Personal information
- Full name: Mohd Shazlan bin Alias
- Date of birth: 27 December 1989 (age 36)
- Place of birth: Terengganu, Malaysia
- Height: 1.70 m (5 ft 7 in)
- Position: Right back

Team information
- Current team: Melaka United
- Number: 4

Youth career
- 2006: Bukit Jalil Sports School

Senior career*
- Years: Team / Apps / (Gls)
- 2006–2009: Harimau Muda
- 2009–2010: Terengganu
- 2010–2012: T–Team
- 2012: Sime Darby / 3 / (0)
- 2013: T–Team
- 2014–2015: Selangor
- 2016–2017: Negeri Sembilan
- 2018-2021: Melaka United / 2 / (0)

International career^{‡}
- 2009–2013: Malaysia U23 / 18 / (1)

= Shazlan Alias =

Malaysian footballer

Mohd Shazlan bin Alias (born 27 December 1989) is a Malaysian former professional footballer who played for Melaka United in the Malaysia Super League as a right back.

==Club career==
A graduate of Bukit Jalil Sports School, Mohd Shazlan Alias was part of the Malaysian under-18 squad that was at that time under K. Rajagopal that competed at the ASEAN Football Championship Under-20 in Vietnam in July 2007. Despite intense competition with Mahali Jasuli for the right back position, Shazlan performances were outstanding enough to allow him to remain with the Harimau Muda squad that was at that time competing in the 2008 Malaysia Premier League.

Shazlan later played for his home state Terengganu for the 2009 edition of the Malaysia Super League but later moved to its feeder club T–Team after only one season to gain more first-team experience. While playing with T-Team, Shazlan was selected to represent Terengganu in SUKMA 2010 that was held in Malacca where he manage to help them win the gold medal for a third time in a row beating Selangor 1–0 in the final.

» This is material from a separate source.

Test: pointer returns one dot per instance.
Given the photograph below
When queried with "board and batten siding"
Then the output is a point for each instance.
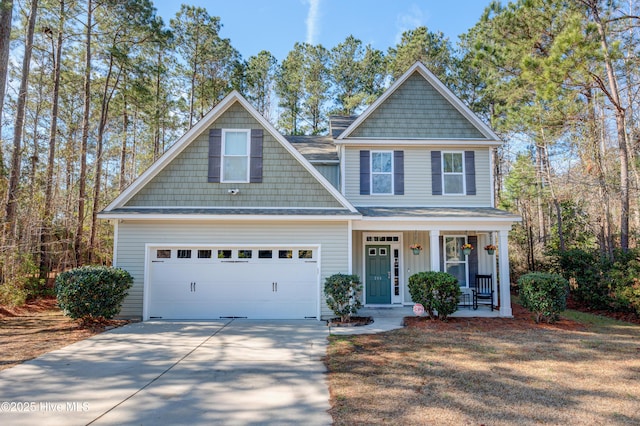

After two seasons with T-Team, Shazlan accepted an offer to play for Sime Darby. His combination with captain Es Lizuan, Fairuz Abdul Aziz and Muhd Arif Ismail was proven to be a rock in defence for Sime Darby as they led the club team in creating history by shocking everyone to reach the 2012 Malaysia FA Cup competition, playing in the final only to lose to Kelantan FA 1–0.

He returned to T-Team after the final playing for them for one season. Shazlan decided to join Selangor FA for the 2014 Malaysia Super League, winning the 2015 Malaysia Cup. He moved to Melaka for the MSL 2018 season. He had a hamstring injury in 2019 and retired from football in 2021.

==Post-football==
Shazlan, known as Lan JJ, is married and owns and runs a hydrotherapy business in Terengganu with his wife.